Its a small world out there. Even through my networking, eventually, i feel people would reach out to the program to hear opinions about me and somehow, I am being singled out. I don't know if I am being paranoid. Should i delete the program from my resume completely?

I have two kids and a wife. At this point i have turned to uber as a source of revenue and not sure what to do now.

Thank you for your advise, and please don't ask me the name of the program or attack my character here. I am already down as it is.
 
I feel your pain man.
Have you tried Networking? Headhunters? Most of the time applying via the company website is like sending ur resume directly into the recycle bin, no one even sees it. I've always felt that the filters they use on these company job portals are broken and rather than being inclusive they just filter every1 out. Then ofcourse there's the HR person who might not have enough time, and finally there's the hiring manager who may totally ignore what finally comes through, and instead rely on their network and referrals. In short, that process is broken, so don't beat yourself up when you don't get any response from this path.

Sometimes it's better to take a job u don't want and then using it to launch urself towards ur dream job. When applying for a job it's better if you are already employed vis a vie being unemployed.

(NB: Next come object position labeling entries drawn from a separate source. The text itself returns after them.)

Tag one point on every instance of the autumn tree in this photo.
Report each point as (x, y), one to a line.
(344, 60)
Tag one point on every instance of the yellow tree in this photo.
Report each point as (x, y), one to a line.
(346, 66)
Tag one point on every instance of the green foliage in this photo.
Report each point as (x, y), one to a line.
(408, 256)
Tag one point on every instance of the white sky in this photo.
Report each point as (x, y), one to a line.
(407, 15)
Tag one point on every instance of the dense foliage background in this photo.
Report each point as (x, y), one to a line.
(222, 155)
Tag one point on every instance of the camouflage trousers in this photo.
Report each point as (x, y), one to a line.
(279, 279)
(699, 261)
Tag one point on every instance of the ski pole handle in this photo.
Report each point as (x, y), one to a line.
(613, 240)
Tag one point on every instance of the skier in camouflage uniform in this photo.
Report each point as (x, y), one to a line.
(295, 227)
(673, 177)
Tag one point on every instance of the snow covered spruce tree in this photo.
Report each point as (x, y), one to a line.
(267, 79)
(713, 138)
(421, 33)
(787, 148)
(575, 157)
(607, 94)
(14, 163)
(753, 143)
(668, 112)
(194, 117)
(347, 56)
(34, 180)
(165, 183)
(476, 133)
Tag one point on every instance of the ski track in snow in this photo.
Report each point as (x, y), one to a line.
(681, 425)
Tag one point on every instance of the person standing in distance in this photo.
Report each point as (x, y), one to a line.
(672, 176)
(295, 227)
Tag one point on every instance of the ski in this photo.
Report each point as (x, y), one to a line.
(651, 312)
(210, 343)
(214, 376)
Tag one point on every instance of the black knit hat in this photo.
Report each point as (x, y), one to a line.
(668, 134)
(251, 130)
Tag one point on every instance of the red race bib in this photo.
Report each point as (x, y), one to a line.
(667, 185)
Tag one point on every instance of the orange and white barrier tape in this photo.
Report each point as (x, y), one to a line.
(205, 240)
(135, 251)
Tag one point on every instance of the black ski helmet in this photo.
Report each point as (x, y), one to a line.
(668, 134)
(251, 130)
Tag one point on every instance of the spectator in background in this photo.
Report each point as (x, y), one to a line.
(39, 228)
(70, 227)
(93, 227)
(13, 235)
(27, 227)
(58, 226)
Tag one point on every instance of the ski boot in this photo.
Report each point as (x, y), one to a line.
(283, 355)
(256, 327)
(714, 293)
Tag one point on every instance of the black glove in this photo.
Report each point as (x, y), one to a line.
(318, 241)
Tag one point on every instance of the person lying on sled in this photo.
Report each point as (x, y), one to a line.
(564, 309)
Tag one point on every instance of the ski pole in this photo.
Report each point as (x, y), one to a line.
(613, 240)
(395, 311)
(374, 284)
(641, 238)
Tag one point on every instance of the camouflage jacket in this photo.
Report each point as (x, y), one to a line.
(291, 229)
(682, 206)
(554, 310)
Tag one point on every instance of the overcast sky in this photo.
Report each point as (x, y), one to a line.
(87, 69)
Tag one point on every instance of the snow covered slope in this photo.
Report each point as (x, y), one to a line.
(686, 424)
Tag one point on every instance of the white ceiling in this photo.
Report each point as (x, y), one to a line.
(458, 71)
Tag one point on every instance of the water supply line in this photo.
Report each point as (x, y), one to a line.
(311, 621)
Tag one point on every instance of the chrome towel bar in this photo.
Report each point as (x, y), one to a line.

Good luck man, hope something works out.
 
1. Any work experiences before your MFE program?
2. Any professor that taught you at the MFE program that you can schedule a face to face talk with? They are mostly likely willing to connect you to companies. And if the "bad rep" is false, you get a chance to clarify.
It just seems very unlikely that 100% of the faculty would think something about you... and unwilling to hear from you. Many of those teachers have full time jobs, where they teach because they love teaching. I don't think they would be shutting students out like that.
 
In terms of your reputation it's just paranoia - academic referees would only get contacted if you got a job offer and it's merely to confirm you went to that uni.

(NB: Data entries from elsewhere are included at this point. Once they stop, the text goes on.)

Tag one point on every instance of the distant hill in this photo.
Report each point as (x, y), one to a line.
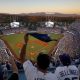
(43, 14)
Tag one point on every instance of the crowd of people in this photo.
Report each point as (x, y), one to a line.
(40, 70)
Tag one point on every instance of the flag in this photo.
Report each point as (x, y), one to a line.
(42, 37)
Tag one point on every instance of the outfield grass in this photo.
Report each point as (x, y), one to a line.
(34, 47)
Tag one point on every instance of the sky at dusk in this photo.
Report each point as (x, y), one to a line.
(27, 6)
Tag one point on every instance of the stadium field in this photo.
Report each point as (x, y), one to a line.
(15, 42)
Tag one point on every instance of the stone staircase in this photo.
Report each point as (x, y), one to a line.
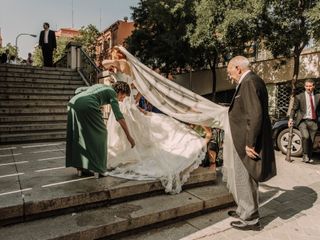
(33, 102)
(109, 208)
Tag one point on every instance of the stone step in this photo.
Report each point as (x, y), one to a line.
(32, 103)
(38, 76)
(47, 135)
(6, 85)
(65, 97)
(33, 70)
(26, 91)
(26, 80)
(32, 127)
(27, 67)
(61, 189)
(32, 118)
(107, 221)
(33, 110)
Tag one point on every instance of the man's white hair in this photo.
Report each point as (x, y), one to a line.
(240, 61)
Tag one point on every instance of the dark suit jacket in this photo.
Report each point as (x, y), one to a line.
(51, 39)
(300, 107)
(250, 126)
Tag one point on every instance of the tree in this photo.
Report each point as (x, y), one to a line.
(159, 38)
(289, 26)
(224, 28)
(88, 39)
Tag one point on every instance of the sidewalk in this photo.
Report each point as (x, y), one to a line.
(290, 207)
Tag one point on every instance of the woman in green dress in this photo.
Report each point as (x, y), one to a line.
(86, 147)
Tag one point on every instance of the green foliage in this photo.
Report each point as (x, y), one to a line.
(159, 38)
(12, 50)
(37, 57)
(88, 39)
(313, 16)
(61, 48)
(289, 25)
(226, 28)
(57, 54)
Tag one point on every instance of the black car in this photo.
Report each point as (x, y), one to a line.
(281, 138)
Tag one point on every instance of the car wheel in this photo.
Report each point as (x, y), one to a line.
(296, 146)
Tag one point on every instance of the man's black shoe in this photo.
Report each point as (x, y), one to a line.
(245, 227)
(234, 214)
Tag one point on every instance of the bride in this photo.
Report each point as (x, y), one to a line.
(166, 149)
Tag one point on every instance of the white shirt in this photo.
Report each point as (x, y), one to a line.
(243, 75)
(308, 114)
(46, 34)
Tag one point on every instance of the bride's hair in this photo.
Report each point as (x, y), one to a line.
(116, 54)
(122, 87)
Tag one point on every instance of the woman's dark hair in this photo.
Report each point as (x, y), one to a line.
(121, 87)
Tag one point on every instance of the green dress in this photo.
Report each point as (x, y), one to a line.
(86, 145)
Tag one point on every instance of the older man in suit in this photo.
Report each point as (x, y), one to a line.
(252, 136)
(47, 42)
(305, 109)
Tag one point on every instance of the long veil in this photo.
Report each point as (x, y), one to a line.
(184, 105)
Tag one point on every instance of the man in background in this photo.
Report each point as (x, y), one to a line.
(305, 109)
(47, 43)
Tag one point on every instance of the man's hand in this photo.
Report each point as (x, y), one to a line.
(132, 142)
(290, 122)
(251, 152)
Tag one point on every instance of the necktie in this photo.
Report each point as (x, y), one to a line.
(313, 113)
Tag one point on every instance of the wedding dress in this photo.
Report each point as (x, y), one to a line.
(186, 106)
(166, 149)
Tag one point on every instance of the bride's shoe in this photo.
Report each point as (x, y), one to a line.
(79, 172)
(96, 175)
(104, 174)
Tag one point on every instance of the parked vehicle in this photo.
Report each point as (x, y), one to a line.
(281, 138)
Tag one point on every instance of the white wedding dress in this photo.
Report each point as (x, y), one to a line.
(146, 161)
(166, 149)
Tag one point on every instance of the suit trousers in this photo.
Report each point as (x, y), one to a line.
(308, 129)
(47, 53)
(247, 193)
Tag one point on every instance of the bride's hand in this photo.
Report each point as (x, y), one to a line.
(132, 142)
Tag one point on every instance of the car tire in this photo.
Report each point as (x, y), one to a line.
(296, 146)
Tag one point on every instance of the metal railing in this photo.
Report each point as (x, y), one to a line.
(76, 58)
(62, 62)
(88, 69)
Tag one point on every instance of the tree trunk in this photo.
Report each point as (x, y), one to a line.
(214, 80)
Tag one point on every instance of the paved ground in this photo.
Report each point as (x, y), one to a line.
(290, 207)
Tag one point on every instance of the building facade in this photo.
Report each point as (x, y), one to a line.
(67, 32)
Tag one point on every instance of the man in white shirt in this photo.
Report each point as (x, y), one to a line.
(305, 109)
(47, 42)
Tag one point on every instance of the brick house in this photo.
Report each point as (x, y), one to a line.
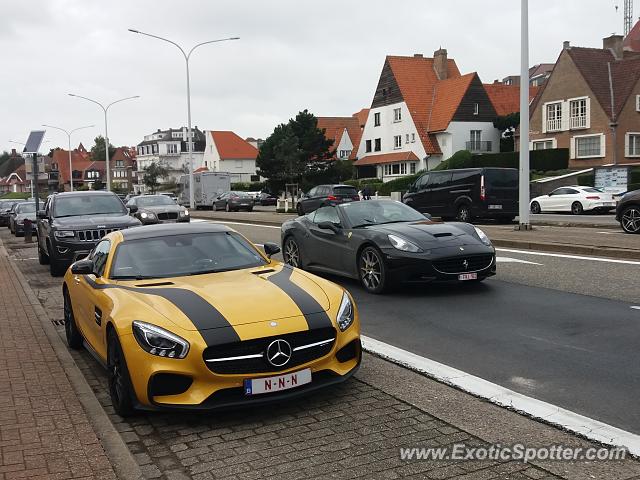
(591, 105)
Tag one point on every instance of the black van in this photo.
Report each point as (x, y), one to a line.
(466, 194)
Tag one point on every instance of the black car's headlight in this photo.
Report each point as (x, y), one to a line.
(158, 341)
(403, 244)
(483, 236)
(346, 313)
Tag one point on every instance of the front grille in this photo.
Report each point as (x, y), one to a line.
(168, 216)
(258, 347)
(94, 235)
(463, 264)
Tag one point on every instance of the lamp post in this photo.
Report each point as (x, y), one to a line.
(187, 56)
(106, 131)
(524, 222)
(69, 132)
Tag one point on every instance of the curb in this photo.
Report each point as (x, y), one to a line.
(116, 450)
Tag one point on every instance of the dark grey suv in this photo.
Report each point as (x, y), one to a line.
(72, 223)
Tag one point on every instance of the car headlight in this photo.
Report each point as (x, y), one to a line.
(404, 245)
(483, 236)
(345, 313)
(158, 341)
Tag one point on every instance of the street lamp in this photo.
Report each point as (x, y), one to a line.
(106, 131)
(69, 132)
(187, 56)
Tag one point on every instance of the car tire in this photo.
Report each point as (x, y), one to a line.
(289, 248)
(372, 270)
(74, 337)
(630, 219)
(120, 389)
(43, 258)
(577, 208)
(463, 214)
(535, 208)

With all due respect, your friends sound like they don't know what they're talking about and are probably just basing their recommendations on the number of applications you made and probably can't swallow their pride enough to admit that they understand nothing about the quant hiring process. 620 applications is till a lot though and it sounds like you're badly hamming the resume and cover letters. Plus I would question if they are all quant roles you applied for - I know NY is big but is there really 620 financial firms that hire quants, considering there's probably only 15-20 IBs maximum in any given city, even NY?

For starters networking and HHs get people jobs in this game, as this gets your resume in front of quant managers, so I'd network with teachers in your program, quants and quant HHs. Firstly this is to get feedback on your approach and secondly to get interviews.

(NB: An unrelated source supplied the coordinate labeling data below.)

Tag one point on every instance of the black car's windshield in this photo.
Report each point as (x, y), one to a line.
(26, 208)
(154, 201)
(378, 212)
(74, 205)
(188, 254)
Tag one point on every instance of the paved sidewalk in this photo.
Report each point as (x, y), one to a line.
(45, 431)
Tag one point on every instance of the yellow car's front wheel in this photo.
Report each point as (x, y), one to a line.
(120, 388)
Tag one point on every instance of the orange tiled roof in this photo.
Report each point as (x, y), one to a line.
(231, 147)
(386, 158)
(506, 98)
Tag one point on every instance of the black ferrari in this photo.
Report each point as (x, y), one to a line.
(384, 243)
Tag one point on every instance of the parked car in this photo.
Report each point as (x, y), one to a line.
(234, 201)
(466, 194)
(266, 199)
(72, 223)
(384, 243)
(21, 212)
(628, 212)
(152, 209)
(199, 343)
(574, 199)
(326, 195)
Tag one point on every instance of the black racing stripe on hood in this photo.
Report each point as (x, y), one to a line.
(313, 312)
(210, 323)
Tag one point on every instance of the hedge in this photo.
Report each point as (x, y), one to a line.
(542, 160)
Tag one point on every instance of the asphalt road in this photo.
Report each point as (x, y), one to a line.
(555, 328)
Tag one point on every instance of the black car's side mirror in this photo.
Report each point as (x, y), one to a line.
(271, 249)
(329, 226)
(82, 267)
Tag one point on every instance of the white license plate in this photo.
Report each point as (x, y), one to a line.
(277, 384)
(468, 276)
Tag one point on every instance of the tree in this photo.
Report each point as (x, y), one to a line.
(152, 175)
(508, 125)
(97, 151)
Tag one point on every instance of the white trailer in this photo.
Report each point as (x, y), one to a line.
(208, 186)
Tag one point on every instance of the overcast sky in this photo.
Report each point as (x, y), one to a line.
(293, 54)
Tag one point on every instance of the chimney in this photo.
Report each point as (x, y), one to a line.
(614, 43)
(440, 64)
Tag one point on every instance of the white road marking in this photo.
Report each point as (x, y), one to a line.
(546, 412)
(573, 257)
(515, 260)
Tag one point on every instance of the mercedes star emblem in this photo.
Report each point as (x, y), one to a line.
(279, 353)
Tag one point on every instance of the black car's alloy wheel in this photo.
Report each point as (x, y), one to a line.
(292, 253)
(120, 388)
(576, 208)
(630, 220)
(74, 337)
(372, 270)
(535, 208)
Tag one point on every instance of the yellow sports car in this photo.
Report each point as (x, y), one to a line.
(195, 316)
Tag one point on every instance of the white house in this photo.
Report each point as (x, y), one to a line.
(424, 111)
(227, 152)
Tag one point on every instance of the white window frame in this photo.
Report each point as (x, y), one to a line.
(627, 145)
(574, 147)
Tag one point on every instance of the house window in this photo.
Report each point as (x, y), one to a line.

Post your resume here and people should be able to see where you're going wrong. If you're still paranoid about revealing your name just hide identifying details on the copy (known in my business as 'anonymisation of data').

The main thing with resume writing is to express your value in business terms value added, profits increase and cost reduction, not a 'news report' of jobs and education. Remember you're applying to be an analyst not to be a 'letter-box that crunches a few numbers' and not to be a 'coder'. Also if it's a career change resume then you will have to really focus on your quant stuff at the start in terms of describing your value (as opposed to education) and put the work experience into later pages, so that employers don't see irrelevant non-quant jobs in their first glance.

And remember that as a newbie some firms will just plain old ignore your profile. It's harsh but you will have to hustle a bit - the above points on the resume are important and still ring true even if you go for an unpaid internship, but you can't get too purist. A documentation role would probably never lead to a quant role but risk could, as you will be using tools quants build (a valuable insight) and I have known people to make that leap after 1 year in risk.

Also with regards to 'self respect' bit, please snap out of it. It comes across as 'Sheldon Cooper tries being a quant' and just makes you sound like a twat.